Valor: O senhor iniciou seu discurso de vitória agradecendo os votos daqueles moradores que não haviam recebido nenhuma intervenção da prefeitura nos quase quatro anos do primeiro mandato. Foi um discurso político, diferente dos seus habituais?

Eduardo Paes: Eu tive 80% dos votos na Pavuna, um lugar muito, mas muito degradado. Fica no início da cidade, mas sempre foi tratado como fim. Fizemos Bairro-Carioca, creches e a Arena Carioca. Mas continua um lugar problemático. E, mesmo assim tive lá 80% dos votos. Só quem acordou de mal humor não votou em mim. É diferente de Guaratiba, onde eu tive 78% dos votos, mas eu tinha certeza da boa votação, porque fiz o Transoeste [sistema de transporte coletivo]. Todo mundo foi muito impactado por alguma coisa minha. Na Pavuna não, se o cara não mora perto da Arena Carioca, não mora em uma das 300 ruas que melhoramos, tem mais 800 que ainda não fiz. Eu achei que devia fazer aquele agradecimento.

Valor: Então o senhor se emocionou com o resultado da eleição?

Paes: Vim de uma [primeira] eleição ganhando do jeito que eu ganhei [a vitória sobre o ex-deputado Fernando Gabeira em 2008 foi por apenas 55 mil votos] e, na seguinte, ganhei no primeiro turno com 65% dos votos. Fiquei muito feliz quando me elegi prefeito em 2008, mas eu tinha ali um desafio pela frente. Em 2008, venceu o cara que fez o melhor discurso, que endereçou melhor o tema.
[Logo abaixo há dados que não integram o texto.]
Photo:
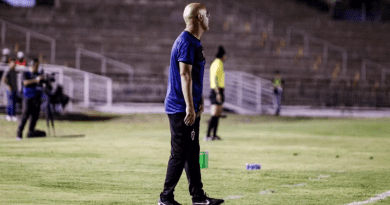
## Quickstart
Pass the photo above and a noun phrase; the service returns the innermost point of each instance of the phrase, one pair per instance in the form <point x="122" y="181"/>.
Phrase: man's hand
<point x="219" y="97"/>
<point x="190" y="116"/>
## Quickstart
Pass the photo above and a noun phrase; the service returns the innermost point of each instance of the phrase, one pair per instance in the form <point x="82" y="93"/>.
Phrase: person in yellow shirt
<point x="217" y="84"/>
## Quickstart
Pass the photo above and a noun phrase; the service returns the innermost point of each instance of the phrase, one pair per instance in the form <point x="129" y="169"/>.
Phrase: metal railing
<point x="327" y="46"/>
<point x="383" y="70"/>
<point x="29" y="34"/>
<point x="104" y="62"/>
<point x="80" y="86"/>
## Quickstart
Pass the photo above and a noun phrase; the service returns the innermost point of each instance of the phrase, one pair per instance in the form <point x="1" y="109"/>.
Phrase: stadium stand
<point x="141" y="34"/>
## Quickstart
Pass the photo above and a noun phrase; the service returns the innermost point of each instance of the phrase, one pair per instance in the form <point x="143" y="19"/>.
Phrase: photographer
<point x="31" y="99"/>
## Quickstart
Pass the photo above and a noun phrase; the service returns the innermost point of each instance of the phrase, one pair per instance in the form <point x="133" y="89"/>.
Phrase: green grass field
<point x="123" y="160"/>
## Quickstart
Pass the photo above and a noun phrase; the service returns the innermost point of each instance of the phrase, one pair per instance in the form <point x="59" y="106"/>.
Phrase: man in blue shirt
<point x="184" y="105"/>
<point x="31" y="99"/>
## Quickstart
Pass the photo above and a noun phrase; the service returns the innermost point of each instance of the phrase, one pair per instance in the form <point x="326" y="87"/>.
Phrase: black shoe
<point x="168" y="202"/>
<point x="216" y="137"/>
<point x="205" y="200"/>
<point x="36" y="133"/>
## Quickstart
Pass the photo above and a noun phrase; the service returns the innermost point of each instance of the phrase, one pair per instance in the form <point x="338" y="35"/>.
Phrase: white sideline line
<point x="372" y="199"/>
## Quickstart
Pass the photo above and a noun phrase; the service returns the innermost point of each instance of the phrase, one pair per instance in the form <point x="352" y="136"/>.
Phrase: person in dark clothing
<point x="217" y="97"/>
<point x="31" y="99"/>
<point x="184" y="105"/>
<point x="10" y="79"/>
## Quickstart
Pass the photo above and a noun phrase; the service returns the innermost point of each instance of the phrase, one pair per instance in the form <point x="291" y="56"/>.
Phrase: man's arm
<point x="186" y="86"/>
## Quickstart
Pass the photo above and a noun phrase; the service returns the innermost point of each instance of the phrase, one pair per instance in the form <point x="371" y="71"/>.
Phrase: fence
<point x="245" y="93"/>
<point x="82" y="87"/>
<point x="29" y="34"/>
<point x="104" y="62"/>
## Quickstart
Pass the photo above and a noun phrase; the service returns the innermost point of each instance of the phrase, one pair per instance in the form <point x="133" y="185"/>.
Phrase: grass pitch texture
<point x="122" y="159"/>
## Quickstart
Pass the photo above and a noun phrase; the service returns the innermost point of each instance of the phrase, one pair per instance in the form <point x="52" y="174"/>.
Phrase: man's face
<point x="205" y="22"/>
<point x="224" y="58"/>
<point x="12" y="64"/>
<point x="35" y="67"/>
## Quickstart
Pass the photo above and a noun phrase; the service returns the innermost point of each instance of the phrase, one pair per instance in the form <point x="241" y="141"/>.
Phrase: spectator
<point x="6" y="55"/>
<point x="278" y="91"/>
<point x="21" y="61"/>
<point x="10" y="79"/>
<point x="217" y="97"/>
<point x="31" y="99"/>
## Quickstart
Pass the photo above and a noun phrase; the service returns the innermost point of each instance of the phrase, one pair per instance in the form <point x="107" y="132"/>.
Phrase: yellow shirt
<point x="217" y="74"/>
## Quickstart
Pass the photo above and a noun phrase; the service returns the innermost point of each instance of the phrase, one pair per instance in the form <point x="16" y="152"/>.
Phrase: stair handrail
<point x="104" y="61"/>
<point x="29" y="33"/>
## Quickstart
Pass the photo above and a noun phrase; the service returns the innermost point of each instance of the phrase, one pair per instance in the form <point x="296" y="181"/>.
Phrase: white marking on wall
<point x="372" y="199"/>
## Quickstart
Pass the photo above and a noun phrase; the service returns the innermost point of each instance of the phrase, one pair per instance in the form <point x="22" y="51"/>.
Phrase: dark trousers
<point x="184" y="154"/>
<point x="11" y="105"/>
<point x="31" y="108"/>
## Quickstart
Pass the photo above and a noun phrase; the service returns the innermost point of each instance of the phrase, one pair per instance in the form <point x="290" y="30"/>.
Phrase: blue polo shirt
<point x="189" y="50"/>
<point x="32" y="90"/>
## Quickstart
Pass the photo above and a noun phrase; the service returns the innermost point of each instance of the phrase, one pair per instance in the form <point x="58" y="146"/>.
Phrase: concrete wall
<point x="141" y="33"/>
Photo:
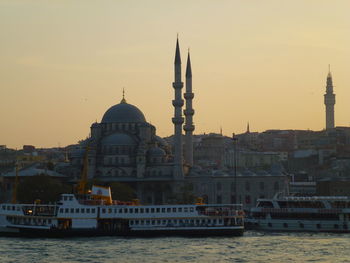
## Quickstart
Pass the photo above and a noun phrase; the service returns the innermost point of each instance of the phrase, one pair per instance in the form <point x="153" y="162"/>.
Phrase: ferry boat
<point x="96" y="214"/>
<point x="291" y="213"/>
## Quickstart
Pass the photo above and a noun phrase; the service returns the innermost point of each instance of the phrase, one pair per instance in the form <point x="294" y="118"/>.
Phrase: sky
<point x="63" y="63"/>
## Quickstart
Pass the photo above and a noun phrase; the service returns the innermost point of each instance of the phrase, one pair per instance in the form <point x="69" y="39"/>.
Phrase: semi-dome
<point x="118" y="139"/>
<point x="156" y="151"/>
<point x="123" y="112"/>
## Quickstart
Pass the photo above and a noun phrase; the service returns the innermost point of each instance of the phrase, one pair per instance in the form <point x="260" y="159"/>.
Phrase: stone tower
<point x="189" y="112"/>
<point x="178" y="119"/>
<point x="329" y="101"/>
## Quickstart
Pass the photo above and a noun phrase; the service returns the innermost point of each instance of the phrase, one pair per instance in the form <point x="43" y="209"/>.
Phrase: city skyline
<point x="63" y="65"/>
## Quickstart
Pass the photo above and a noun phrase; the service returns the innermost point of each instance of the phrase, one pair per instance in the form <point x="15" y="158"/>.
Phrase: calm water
<point x="252" y="247"/>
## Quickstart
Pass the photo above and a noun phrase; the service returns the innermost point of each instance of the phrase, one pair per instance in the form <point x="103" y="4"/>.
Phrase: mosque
<point x="124" y="147"/>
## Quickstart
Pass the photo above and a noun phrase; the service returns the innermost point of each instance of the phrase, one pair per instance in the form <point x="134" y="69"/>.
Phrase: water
<point x="252" y="247"/>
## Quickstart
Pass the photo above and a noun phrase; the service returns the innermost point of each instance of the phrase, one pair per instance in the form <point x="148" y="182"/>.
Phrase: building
<point x="124" y="147"/>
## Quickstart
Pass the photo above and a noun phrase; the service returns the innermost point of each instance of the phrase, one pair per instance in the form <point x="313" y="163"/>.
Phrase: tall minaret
<point x="189" y="112"/>
<point x="329" y="101"/>
<point x="178" y="119"/>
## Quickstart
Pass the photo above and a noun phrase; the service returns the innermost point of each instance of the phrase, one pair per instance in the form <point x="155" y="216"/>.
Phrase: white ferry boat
<point x="96" y="214"/>
<point x="317" y="214"/>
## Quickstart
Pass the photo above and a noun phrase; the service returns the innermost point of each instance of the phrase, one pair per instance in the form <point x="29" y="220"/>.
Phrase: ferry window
<point x="262" y="185"/>
<point x="247" y="199"/>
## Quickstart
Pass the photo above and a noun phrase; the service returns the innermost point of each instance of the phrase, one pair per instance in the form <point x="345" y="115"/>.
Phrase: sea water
<point x="252" y="247"/>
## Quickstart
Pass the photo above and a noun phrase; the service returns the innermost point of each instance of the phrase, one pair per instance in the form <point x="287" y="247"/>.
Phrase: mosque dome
<point x="118" y="139"/>
<point x="156" y="151"/>
<point x="123" y="112"/>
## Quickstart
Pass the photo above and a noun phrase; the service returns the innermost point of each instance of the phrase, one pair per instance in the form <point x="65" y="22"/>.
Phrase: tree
<point x="41" y="187"/>
<point x="122" y="192"/>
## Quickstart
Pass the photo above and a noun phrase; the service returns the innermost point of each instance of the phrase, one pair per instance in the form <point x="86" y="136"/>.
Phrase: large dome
<point x="118" y="139"/>
<point x="123" y="112"/>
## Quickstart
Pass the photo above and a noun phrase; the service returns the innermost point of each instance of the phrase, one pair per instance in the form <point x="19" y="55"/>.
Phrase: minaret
<point x="329" y="101"/>
<point x="178" y="119"/>
<point x="189" y="112"/>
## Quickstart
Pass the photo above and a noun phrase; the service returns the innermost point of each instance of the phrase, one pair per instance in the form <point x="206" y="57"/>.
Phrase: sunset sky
<point x="64" y="63"/>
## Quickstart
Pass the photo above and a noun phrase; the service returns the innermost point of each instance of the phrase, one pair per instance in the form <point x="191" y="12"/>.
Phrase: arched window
<point x="247" y="186"/>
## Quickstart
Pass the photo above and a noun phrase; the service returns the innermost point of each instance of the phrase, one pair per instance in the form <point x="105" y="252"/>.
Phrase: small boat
<point x="292" y="213"/>
<point x="95" y="214"/>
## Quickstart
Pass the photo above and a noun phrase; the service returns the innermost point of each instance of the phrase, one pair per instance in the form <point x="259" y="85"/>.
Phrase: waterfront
<point x="252" y="247"/>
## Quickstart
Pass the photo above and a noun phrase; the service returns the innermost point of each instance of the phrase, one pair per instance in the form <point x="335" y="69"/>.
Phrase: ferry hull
<point x="297" y="226"/>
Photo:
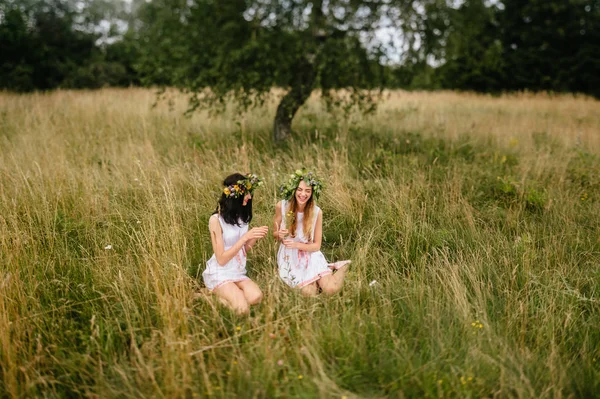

Já essa foi muito de realização. Tem muita gente que percebeu que a cidade está muito melhor, mas que ainda não recebeu todo esse benefício.

Valor: Com uma vitória tão importante, o seu nome ficou muito mais valorizado no cenário político brasileiro. A sua carreira saiu um pouco de sua mão?

Paes: Acho que hoje as pessoas já acreditam, a minha agenda é 2016, 2016 e 2016. Nem em sonho eu penso em outra coisa. Existe um defeito de fabricação dos políticos brasileiros, que é aquele negócio de o sujeito chegar no lugar e já pensar no próximo. Ninguém mais duvida que eu não sairei em 2014 para governador. Me tiraram completamente do páreo, com a graça do bom Deus. Acho que fui muito enfático nisto. Não tomo nenhuma atitude pensando se em 2018 vou ser governador do Rio, papa, senador.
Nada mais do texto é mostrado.